A acusação, a que o JN teve acesso, descreve o período anterior ao homicídio, durante o qual o arguido, servente de pedreiro, foi expulso de uma discoteca em Lisboa, por ter andado à pancada com clientes e vigilantes.
Gabriel de Souza foi assistido no local pelo INEM e, a seguir, foi até à casa da Rua Morais Soares onde eram prestados serviços de cariz sexual. "Ali, esbarrou na intransigência da moradora, que não lhe abriu a porta, apesar de este a ter batido de forma insistente e violenta", diz o MP.
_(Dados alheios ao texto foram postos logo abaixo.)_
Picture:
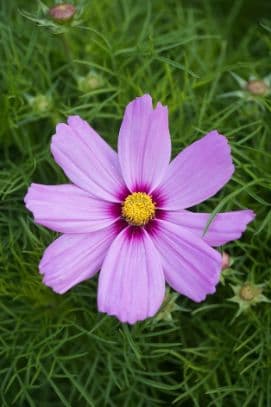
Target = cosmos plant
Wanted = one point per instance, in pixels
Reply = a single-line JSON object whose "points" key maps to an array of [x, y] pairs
{"points": [[126, 213]]}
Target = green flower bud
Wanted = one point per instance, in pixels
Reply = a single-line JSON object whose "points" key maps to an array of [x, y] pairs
{"points": [[62, 12]]}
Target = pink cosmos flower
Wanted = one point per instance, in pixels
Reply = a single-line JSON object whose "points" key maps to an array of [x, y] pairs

Quando abandonava o imóvel, o arguido apercebeu-se da presença três homens de origem indostânica no hall de entrada, que ali se tinham deslocado também para recorrer ao convívio com as moradoras. Sem nada que o justificasse, assinala a acusação, o arguido ofendeu aquele grupo de três amigos. Um deles, Shubham, procurou reagir, "sendo, contudo, impedido pelo seu amigo".
Perseguição com ferro
Mas o arguido acabou por se envolver numa cena de pancadaria com os três homens e, quando estes fugiram, pegou numa barra de ferro que estava no chão e perseguiu-os pelas artérias adjacentes, levando a que os outros se separassem. Na fuga, Shubham decidiu dirigir-se ao n.º 87 da Rua Morais , onde residia, com o arguido no seu encalce.
"Uma vez no hall de entrada do prédio onde a vítima residia, fazendo uso do referido objeto, [Gabriel] desferiu inúmeras pancadas por várias partes do corpo do ofendido e levou o antebraço ao seu pescoço, que apertou até que este caísse ao chão inanimado". Shubham acabou por falecer.
Perto das 2.30 horas, os amigos da vítima voltaram ao prédio e ainda encontraram o arguido no hall, com a barra de ferro. Gabriel saiu então dali, com o telemóvel da vítima, que entretanto venderia por 50 euros.
O suspeito esteve em fuga, mas acabou detido pela PJ de Lisboa. Agora, está em prisão preventiva.